@reverse_sweeper 8 minute read
Next in our series recognising maestros of club cricket, Scott Oliver speaks to a left-arm spinner from Staffordshire who counts Boycott, Procter and IVA Richards among his victims.
To call Russell Flower a late bloomer is both to repeat a few dozen unimaginative headlines and to be metaphorically accurate. In 1978 the then-35-year-old left-arm spinner – who, despite making a Staffordshire debut aged 21, still only had two seasons of experience in the region’s top league, North Staffs and South Cheshire – was offered a shock first-class debut and pay-as-you-play deal by Warwickshire alongside the likes of Bob Willis, Dennis Amiss and Alvin Kallicharran.
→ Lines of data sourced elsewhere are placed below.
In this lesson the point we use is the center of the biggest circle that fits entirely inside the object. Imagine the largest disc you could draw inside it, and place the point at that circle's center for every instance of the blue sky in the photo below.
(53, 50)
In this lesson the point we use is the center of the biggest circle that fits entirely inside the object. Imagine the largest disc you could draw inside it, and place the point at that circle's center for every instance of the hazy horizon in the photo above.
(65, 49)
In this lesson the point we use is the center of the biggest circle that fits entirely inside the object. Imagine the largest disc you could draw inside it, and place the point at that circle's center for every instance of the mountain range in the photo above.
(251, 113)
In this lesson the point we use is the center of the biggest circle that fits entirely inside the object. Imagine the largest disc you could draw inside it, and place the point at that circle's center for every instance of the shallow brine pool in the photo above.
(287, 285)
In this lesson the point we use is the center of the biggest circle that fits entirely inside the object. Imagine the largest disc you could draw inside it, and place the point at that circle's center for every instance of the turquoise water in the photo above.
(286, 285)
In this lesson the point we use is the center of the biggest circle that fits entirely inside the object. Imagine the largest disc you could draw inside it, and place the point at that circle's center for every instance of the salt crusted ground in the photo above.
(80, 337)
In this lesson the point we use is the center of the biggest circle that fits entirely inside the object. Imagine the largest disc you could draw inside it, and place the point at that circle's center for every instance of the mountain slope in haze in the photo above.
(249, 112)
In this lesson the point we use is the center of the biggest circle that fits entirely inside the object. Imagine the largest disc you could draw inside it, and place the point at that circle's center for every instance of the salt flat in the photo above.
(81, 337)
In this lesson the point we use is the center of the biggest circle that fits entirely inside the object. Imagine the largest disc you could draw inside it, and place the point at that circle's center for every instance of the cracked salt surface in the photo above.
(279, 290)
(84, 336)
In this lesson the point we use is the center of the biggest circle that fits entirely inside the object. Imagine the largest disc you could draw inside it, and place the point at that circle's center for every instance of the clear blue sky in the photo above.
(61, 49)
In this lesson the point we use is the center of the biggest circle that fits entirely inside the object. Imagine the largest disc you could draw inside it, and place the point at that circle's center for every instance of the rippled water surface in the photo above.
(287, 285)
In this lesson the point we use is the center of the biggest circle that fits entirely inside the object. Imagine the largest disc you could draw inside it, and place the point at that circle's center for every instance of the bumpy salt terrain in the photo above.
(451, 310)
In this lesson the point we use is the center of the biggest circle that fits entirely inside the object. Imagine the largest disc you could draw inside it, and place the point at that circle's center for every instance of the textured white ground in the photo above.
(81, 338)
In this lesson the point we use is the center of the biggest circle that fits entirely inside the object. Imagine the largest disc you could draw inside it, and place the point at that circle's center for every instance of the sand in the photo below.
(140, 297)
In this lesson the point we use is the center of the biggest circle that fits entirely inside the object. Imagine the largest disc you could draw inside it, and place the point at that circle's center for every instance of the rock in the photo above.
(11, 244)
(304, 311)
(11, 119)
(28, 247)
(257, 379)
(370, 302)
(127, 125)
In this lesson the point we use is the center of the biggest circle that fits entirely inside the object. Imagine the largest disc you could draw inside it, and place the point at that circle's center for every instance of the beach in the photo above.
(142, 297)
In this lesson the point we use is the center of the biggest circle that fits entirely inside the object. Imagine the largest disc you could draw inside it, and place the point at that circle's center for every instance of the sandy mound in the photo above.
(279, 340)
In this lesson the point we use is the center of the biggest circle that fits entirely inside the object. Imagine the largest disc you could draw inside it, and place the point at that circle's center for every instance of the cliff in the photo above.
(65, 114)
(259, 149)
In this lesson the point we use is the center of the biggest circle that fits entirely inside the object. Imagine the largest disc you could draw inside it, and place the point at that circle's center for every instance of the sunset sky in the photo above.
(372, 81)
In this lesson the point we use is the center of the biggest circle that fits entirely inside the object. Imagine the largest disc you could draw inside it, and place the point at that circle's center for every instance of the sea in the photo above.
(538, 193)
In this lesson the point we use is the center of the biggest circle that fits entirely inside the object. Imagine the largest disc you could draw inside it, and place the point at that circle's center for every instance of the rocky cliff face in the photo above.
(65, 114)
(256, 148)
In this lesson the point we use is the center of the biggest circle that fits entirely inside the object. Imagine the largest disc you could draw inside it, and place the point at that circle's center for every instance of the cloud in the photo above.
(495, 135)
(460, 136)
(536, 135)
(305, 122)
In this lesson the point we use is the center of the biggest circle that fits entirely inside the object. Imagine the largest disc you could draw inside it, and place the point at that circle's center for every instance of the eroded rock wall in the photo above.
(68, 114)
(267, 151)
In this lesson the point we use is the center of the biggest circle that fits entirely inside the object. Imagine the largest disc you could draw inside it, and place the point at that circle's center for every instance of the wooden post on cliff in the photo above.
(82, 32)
Flower only managed 10 wickets in his nine first-class games, although those did include Mike Procter, David Steele and Geoffrey Boycott, caught at slip for 115. Oh, and Viv Richards.
“Our captain John Whitehouse told me I must bowl straight at Viv,” recalls Flower. “‘You mustn’t err’. So I didn’t, and kept it flat, but from nowhere he shuffled over and flicked me over midwicket for six. ‘Was it straight?’ ‘Dead straight.’ A couple of overs later, off an identical ball, he hit me over extra-cover for six. Again John asked me if it was straight. ‘Yes, as an arrow. Same bloody place!’ Anyway, a little later he missed one. I gave it the yell of all yells, and the umpire raised his finger for lbw. I ran straight over to the skipper: ‘And before you ask, yes it was bloody straight…’”
Flower left his hometown club of Stone at 15 in search of regular senior cricket, serving a long and enjoyable apprenticeship playing “competitive friendlies” a mile down the road at Little Stoke. Aged 28, the transport manager at Bassett’s Coaches became pro at Cheadle in the lesser North Staffs and District League, turning down twice as much money (“almost as much as my salary”) from Great Chell in the North Staffs and South Cheshire League in order to complete his spinner’s education.
His five years there yielded three titles and two runners-up finishes, with Flower topping the league averages on four occasions. In 1976 he returned, as pro, to his childhood sweetheart, Stone, where he would spend the rest of his playing days – even coming out of retirement – for the penultimate time – to bag a fairytale Man of the Match-winning six-for against neighbours Little Stoke in the 1997 Staffs Cup final.
Stone won a league and cup double in his first season back – Flower topping the wicket charts, as he would in seven of his 11 years as the paid man – and he also regained his Staffordshire spot in the late-1970s, having sat out most of the decade while ex-Pakistan Test spinner Nasim-ul-Ghani got the nod. Despite being struck by a bolt of lightning from a perfectly blue sky one afternoon, Flower survived to remain a much-loved fixture in the county side until calling time on his Staffs career aged 45, having picked up 322 wickets at 22.8 in 109 appearances.
He also debuted for the Minor Counties XI in 1982, touring East Africa (cost £200), where he took twice as many wickets as the next man, and playing two B&H Cup games, including a shock 131-run win over Leicestershire, who were rolled for 56.
There was a reunion with Boycott in the showers at Bradford, too, with Yorkshire 100-odd for two wickets down overnight chasing 192. “Don’t worry lads,” crowed Boycott, who was already out for 2, to his teammates. “There’ll be plenty of runs tomorrow when ‘Cauli’ has a bowl.” “Yes, Geoffrey, but none of ’em’ll be made by thee,” Flower flashed back, to widespread guffaws.
Tall, thin and thickly bespectacled – one of his nicknames was Foggy, from Last of the Summer Wine – Flower played his last game aged 57, then slipped into various admin roles: county selector, president of the North Staffs and South Cheshire League, chairman and now president of Stone, whose first XI he watches every week without fail – an amiable figure sat on a deckchair, flicking an imaginary ball off the long fingers of his left hand, still as hopelessly besotted and fascinated by cricket today as when he was routinely bamboozling the county’s best players.